Amid a storm of obscenities, but with a flair, Steppenwolf pulls off a hysterical ‘Hat’ trick
Review: “The ______ With the Hat” by Stephen Adly Guirgis, at Steppenwolf Theatre through March 3. ★★★★★
By Lawrence B. Johnson
Jackie, out of the pen and off the stuff, finally has a legit job and a girl he’s crazy about. OK, Veronica is a dope addict, but really it’s all good. Then Jackie spots the hat, some guy’s hat there on the little table in the crummy apartment he and Veronica share. So who’s the guy, he asks, who’s the ________ with the hat?
And that’s the gist of Stephen Adly Guirgis’s title “The ________ With the Hat,” a very smart, raw, funny and poignant play that sizzles at Steppenwolf Theatre under the direction of Anna D. Shapiro, who also directed the play’s Tony Award-nominated premiere on Broadway in 2011.
Guirgis, to be sure, did not call his play “The ________ With the Hat.” He filled that blank with a coarse four-syllable epithet that’s repeated often in gritty dialogue rife with the really short words the world ironically characterizes as adult language. There’s also no conceivable substitution for Guirguis’ compound substantive. Anyway, amid the virulent verbal storm, our missing word is just a fat droplet in the downpour. But if this show’s rude stream is relentless, it’s also convulsion-inducing funny. And then it isn’t.
Steppenwolf’s production, as wise as it is earthy, gets after “The Hat” from all sides in a balanced, brisk ensemble effort framed by Todd Rosenthal’s vividly detailed sets that revolve through three different locales. Add to this Donald Holder’s dramatically inflected lighting and you have a play experience so authentic you forget there’s a boundary between you and the stage.

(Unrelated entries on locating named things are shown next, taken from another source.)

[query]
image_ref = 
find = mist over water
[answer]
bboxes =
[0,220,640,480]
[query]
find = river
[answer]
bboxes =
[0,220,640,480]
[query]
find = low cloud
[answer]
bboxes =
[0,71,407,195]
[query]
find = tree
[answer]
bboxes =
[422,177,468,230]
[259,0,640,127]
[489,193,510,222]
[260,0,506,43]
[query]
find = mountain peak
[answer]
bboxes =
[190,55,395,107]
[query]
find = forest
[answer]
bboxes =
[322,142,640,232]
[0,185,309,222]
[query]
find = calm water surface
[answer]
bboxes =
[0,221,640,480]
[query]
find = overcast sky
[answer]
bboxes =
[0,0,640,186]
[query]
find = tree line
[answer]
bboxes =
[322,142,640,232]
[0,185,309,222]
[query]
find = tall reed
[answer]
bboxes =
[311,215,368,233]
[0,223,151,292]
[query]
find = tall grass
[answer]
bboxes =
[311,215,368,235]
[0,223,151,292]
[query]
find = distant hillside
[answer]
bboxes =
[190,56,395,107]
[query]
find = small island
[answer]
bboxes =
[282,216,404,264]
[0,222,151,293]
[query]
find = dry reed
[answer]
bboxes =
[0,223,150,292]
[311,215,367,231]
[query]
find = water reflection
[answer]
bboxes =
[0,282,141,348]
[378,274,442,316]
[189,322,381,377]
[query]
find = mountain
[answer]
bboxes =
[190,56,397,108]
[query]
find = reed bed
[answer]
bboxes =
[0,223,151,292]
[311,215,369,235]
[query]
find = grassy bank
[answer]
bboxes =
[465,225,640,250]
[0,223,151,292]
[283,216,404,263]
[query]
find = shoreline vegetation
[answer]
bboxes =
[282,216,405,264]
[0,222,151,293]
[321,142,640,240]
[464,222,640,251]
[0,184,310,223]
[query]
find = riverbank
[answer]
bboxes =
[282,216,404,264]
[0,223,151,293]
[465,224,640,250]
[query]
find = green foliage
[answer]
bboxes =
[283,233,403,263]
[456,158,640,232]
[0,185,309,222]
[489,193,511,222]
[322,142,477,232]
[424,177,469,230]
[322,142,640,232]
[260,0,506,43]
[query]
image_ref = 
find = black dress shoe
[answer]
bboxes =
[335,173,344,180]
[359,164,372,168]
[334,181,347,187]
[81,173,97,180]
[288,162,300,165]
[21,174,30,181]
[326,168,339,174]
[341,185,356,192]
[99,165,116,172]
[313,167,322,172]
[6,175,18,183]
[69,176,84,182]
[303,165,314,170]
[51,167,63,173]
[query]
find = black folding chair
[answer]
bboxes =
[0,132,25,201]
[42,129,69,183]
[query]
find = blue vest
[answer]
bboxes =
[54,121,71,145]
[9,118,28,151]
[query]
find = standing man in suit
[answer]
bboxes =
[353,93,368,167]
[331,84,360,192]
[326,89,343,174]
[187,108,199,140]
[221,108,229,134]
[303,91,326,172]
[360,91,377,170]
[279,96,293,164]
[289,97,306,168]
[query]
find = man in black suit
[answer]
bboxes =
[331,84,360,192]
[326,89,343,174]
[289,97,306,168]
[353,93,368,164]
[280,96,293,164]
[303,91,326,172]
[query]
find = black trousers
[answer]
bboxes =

Listen through the torrent of obscenities and you find a finely crafted urban morality tale that well might be set in any locale at any time, and certainly in any language. “The Hat” makes potent connections with big themes like trust, self-knowledge and the meaning of friendship.
John Ortiz is an irresistibly delusional loser as Jackie, whose missteps in love and life are all inadvertent, circumstantial and incidental. Never mind the little slips and sips, in his heart he’s always on the wagon and no way – seriously, man, no _____ way — would he ever play false to Veronica.
Sandra Delgado’s Veronica is a keg of gunpowder with a short fuse, a sexy babe with a limited but expressive vocabulary and some issues. Though filled with love and hope for Jackie, Veronica is also firmly hooked on what she’s snorting and quick to lash out at any man who questions her, well, the word she uses is integrity.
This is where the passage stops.